Those result in a conflict because given expressive types, people will make them not simple. For example, you realise why Haskell continuously gets academic papers like "Functor is to Lens as Applicative is to Biplate; Introducing Multiplate"? There's no reason for something like that in Go for example, because it's less expensive and the signatures are trivial.

> JS (...) can distill the basic good parts of OOP into very direct and clear idioms?

Clear in that one specific project context that you need to know. Perl suffers from this. You can build your own OOP, so many people did and now there are hundreds of mostly-compatible-but-not-fully versions of OOP with different syntax and semantics all over the place.

> There's no reason for something like that in Go for example, because it's less expensive [sic] [1] and the signatures are trivial.

Whoah, Are you saying, for example, that generics are not useful? That's quite the claim. In that case, to make things even simpler, let's remove recursion, functions as data, even type systems altogether, because they lead to "complex" code. See where your reasoning leads?

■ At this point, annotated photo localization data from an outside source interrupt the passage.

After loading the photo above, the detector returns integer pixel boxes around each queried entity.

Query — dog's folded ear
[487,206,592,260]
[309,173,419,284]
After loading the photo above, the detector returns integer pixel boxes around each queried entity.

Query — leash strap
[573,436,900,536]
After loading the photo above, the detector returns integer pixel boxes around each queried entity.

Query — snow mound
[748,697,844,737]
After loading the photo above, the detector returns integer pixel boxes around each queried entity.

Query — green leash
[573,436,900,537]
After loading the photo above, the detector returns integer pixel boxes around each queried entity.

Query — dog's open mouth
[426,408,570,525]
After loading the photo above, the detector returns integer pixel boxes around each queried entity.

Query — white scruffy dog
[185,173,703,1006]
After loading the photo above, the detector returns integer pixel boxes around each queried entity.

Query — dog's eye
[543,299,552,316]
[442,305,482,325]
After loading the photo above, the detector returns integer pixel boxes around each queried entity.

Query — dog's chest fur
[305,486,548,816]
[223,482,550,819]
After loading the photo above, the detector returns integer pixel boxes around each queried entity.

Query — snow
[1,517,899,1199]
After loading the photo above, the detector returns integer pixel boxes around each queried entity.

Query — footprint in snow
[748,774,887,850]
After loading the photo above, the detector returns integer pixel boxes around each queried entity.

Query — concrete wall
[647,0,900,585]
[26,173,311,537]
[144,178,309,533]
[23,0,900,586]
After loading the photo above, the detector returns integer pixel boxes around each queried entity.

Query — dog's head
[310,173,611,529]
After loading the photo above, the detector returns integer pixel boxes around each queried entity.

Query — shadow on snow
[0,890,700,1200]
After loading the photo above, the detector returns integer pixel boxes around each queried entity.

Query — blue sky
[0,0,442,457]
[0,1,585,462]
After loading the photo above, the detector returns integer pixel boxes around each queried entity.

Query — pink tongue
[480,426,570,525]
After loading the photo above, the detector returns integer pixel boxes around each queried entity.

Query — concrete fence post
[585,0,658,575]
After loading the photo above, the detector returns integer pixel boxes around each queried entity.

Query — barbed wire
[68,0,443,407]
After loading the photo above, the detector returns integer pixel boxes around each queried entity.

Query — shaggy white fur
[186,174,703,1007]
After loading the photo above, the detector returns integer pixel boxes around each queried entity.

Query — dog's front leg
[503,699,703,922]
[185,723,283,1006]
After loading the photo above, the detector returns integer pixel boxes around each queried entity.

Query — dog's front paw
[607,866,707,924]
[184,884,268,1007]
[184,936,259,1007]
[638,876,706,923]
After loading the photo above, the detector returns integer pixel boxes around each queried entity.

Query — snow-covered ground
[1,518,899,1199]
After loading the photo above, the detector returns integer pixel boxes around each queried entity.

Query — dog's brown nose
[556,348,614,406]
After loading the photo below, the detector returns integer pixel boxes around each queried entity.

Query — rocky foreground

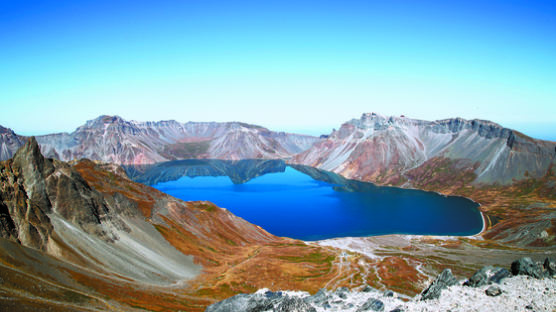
[206,257,556,312]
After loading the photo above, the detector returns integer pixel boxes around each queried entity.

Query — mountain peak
[0,125,14,134]
[12,137,54,177]
[14,136,41,160]
[83,115,127,128]
[96,115,126,124]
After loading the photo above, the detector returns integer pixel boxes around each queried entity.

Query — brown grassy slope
[406,157,556,247]
[0,155,432,312]
[74,160,411,310]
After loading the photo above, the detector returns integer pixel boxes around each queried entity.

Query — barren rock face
[0,137,54,250]
[0,115,320,164]
[291,113,556,186]
[0,137,113,250]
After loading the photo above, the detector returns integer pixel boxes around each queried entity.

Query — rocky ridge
[206,257,556,312]
[0,115,320,164]
[291,113,556,186]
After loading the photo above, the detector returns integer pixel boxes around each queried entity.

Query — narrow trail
[324,250,348,289]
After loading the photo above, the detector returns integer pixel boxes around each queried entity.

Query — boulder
[304,289,329,305]
[276,296,317,312]
[205,292,280,312]
[264,290,283,300]
[485,285,502,297]
[465,266,511,287]
[383,290,394,297]
[544,258,556,277]
[489,268,511,284]
[420,269,458,300]
[343,302,355,309]
[511,257,544,278]
[465,267,489,287]
[335,287,349,297]
[246,297,273,312]
[356,298,384,312]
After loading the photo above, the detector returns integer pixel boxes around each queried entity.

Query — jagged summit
[14,136,42,161]
[17,115,319,164]
[0,113,553,183]
[292,113,556,185]
[349,113,512,137]
[1,137,55,250]
[83,114,127,127]
[12,136,55,183]
[82,115,269,132]
[0,125,15,134]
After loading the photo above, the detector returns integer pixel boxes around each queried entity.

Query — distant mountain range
[291,113,556,186]
[1,113,554,186]
[0,115,319,165]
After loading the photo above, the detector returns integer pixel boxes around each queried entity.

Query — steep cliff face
[0,137,109,251]
[0,137,201,285]
[292,113,556,186]
[30,115,319,164]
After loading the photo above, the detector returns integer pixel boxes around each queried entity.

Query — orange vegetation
[72,160,429,311]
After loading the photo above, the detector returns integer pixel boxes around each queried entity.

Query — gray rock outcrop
[276,297,316,312]
[544,258,556,277]
[420,269,458,300]
[356,298,384,311]
[465,266,511,287]
[511,257,544,278]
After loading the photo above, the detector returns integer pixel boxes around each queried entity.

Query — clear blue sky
[1,0,555,139]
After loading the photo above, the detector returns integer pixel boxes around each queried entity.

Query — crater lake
[125,159,483,241]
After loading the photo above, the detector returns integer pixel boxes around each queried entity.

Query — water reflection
[126,160,483,240]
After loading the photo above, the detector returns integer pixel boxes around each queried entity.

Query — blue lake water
[138,160,484,241]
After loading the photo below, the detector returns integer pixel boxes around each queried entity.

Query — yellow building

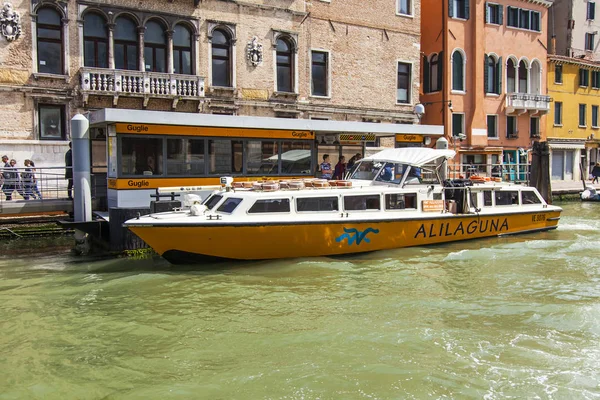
[548,55,600,181]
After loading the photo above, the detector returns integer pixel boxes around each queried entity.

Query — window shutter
[448,0,454,18]
[496,56,502,94]
[485,2,489,23]
[499,5,504,25]
[423,55,430,93]
[593,3,596,20]
[438,50,444,91]
[484,54,489,93]
[465,0,470,20]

Any language feature can be abused. In the same vein, you also say:

> Perl suffers from this. You can build your own OOP, so many people did and now there are hundreds of mostly-compatible-but-not-fully versions of OOP with different syntax and semantics all over the place.

One can create OOP in any most modern Turing-Complete languages, so this is not a strong argument.

[1] I believe you meant "expressive" here

  • > Are you saying, for example, that generics are not useful? That's quite the claim.

    That's why I didn't make that claim. If you just want to invent straw men, I'm out.

    • That is your implied claim. If that is not it I'm not sure what your arguments is.

      You mentioned that Go does not have certain advanced features and thus does not lend itself to tying oneself up in complexities. I'm asking you where you draw the line.